Thursday, June 28, 2007

Five tips for reading Proust

Google searches for tips for reading Proust are pointing to Orange Crate Art (which thus far contains nothing of the sort), so I think it's appropriate to oblige. Here are five:

1. Buy In Search of Lost Time, all of it, up front. Making the investment will increase the likelihood that you'll finish. (Imagine the ignominy of bringing the unread volumes to a used-book store!)

2. Read a set number of pages a day. I may be a slow reader: reading 25 pages of Proust takes me between 75 minutes and 2 hours. But Proust's prose requires one to go slowly. The unit of thought is the sentence, and often a sentence will need several rereadings for its shape to become clear. Breaks are good too: taking a day off after finishing a volume allows for a feeling of accomplishment before beginning again.

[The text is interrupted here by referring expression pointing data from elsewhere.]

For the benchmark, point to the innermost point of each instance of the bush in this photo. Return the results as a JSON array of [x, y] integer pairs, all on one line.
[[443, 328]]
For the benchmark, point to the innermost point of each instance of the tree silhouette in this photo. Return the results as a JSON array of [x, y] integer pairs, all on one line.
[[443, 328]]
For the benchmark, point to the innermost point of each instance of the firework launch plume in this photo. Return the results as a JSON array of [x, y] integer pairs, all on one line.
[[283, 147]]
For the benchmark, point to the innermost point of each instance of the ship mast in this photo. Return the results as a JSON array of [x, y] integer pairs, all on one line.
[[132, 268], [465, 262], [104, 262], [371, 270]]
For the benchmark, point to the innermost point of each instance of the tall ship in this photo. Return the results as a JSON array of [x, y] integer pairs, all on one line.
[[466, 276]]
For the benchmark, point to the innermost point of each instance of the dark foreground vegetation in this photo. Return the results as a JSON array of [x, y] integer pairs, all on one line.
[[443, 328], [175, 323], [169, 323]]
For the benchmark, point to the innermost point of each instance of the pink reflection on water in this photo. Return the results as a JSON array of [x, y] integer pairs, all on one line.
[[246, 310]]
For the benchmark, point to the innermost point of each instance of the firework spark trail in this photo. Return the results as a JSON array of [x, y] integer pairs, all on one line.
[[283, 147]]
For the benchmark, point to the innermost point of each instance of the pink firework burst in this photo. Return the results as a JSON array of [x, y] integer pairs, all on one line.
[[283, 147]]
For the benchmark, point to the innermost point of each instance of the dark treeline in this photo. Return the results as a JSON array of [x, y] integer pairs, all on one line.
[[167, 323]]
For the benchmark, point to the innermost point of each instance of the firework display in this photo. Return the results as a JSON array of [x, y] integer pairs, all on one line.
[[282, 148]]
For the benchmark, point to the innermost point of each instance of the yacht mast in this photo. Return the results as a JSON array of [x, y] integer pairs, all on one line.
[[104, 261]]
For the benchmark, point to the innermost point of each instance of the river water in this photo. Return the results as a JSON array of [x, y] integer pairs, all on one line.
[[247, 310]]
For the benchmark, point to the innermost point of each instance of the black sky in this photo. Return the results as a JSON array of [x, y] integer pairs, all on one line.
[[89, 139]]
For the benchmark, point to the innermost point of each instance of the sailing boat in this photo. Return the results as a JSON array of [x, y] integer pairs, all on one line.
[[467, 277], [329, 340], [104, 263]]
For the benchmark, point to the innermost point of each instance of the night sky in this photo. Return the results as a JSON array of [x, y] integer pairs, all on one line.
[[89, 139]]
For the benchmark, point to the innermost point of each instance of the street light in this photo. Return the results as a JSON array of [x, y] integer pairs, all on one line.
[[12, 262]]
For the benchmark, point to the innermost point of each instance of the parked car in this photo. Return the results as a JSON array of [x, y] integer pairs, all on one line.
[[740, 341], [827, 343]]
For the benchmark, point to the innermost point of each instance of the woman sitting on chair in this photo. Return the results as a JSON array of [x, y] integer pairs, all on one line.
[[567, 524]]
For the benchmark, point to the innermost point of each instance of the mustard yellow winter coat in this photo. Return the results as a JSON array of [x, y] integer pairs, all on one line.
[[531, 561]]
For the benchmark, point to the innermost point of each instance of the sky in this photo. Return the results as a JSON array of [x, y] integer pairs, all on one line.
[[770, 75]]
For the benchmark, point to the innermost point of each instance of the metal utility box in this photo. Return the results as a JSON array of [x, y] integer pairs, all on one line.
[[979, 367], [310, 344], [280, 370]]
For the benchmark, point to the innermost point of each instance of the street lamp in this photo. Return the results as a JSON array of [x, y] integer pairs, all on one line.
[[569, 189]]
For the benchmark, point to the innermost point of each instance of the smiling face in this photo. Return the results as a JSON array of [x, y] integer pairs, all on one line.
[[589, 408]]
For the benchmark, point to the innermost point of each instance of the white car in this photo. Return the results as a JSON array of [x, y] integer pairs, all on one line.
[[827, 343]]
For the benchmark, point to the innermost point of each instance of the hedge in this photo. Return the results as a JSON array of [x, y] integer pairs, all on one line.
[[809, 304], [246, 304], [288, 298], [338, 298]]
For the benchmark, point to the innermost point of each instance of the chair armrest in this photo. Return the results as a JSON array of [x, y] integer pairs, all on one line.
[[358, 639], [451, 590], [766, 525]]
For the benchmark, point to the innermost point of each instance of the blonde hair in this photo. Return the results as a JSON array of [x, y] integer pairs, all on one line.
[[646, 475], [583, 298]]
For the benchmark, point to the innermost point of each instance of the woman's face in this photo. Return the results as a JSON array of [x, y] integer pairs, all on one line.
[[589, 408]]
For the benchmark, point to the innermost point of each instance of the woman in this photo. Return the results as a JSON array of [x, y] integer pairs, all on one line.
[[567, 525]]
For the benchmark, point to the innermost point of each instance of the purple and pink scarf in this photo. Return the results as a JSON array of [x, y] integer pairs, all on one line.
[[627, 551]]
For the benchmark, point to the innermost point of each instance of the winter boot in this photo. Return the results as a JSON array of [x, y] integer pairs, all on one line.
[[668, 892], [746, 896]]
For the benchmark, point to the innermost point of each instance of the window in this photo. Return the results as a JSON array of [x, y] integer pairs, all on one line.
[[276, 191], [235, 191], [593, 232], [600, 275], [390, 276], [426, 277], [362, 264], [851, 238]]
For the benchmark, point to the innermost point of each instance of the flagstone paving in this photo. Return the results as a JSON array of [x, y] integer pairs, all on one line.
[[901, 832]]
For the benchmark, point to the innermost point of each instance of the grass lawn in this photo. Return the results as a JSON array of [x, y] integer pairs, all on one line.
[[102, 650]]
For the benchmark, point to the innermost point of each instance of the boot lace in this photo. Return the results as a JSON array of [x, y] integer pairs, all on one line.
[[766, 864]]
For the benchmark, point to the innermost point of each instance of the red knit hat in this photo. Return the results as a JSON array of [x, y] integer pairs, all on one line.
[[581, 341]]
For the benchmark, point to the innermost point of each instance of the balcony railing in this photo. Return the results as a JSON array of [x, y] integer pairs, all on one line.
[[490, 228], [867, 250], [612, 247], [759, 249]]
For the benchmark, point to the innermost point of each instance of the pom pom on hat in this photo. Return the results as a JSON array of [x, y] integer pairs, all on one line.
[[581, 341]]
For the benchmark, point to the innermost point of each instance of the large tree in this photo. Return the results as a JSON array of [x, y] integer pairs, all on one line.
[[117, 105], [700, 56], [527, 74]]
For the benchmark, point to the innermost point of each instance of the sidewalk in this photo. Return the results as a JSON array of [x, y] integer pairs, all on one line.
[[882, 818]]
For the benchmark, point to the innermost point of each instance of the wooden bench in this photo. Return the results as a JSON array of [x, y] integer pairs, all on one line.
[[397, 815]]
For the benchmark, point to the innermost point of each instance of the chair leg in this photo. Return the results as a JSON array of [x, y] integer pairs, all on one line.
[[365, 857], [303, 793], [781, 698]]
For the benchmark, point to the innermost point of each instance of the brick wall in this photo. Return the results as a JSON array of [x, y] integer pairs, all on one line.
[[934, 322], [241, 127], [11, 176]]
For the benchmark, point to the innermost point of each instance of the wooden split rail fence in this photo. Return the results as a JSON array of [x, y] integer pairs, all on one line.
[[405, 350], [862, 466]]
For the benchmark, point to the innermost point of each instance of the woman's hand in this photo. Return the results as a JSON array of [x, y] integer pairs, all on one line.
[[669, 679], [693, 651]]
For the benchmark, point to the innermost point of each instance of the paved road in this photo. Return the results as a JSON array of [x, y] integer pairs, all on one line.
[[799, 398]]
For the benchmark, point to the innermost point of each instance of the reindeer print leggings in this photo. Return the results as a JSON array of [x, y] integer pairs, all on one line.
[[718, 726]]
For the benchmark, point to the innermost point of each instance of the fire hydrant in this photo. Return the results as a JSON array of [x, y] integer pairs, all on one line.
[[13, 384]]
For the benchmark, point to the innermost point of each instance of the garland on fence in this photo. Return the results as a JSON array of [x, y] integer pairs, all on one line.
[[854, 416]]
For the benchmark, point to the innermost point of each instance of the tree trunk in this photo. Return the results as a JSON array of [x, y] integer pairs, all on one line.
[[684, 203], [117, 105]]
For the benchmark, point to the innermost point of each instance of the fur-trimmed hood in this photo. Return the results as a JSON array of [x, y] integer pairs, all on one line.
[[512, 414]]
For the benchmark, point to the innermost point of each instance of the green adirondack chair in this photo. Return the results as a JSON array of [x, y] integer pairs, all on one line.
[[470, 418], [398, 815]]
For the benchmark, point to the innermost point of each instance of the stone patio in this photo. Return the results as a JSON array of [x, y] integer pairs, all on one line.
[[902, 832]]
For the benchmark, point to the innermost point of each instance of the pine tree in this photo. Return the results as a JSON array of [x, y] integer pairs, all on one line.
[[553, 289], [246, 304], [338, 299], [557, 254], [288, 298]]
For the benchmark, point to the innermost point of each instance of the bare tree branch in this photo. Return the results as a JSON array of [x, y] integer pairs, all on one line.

3. Make notes. Mark whatever seems important, funny, revealing, obscure. If you're reluctant to mark up the books, try Post-it Notes. Jotting down some of the details of relatedness will help keep Proust's aristocrats from blurring into one another. Who, for instance, is the Princesse de Guermantes? The wife of the Duc de Guermantes' cousin. That, in itself, is not very useful to know, but without such info, your reading will be unnecessarily muddled.

4. Look past the social world. In Search of Lost Time is about the growth of a human being. As in, say, a Jane Austen novel, fancy clothes and big houses are not the point. They are merely the props with which the novelist has furnished the world in which the real story takes place.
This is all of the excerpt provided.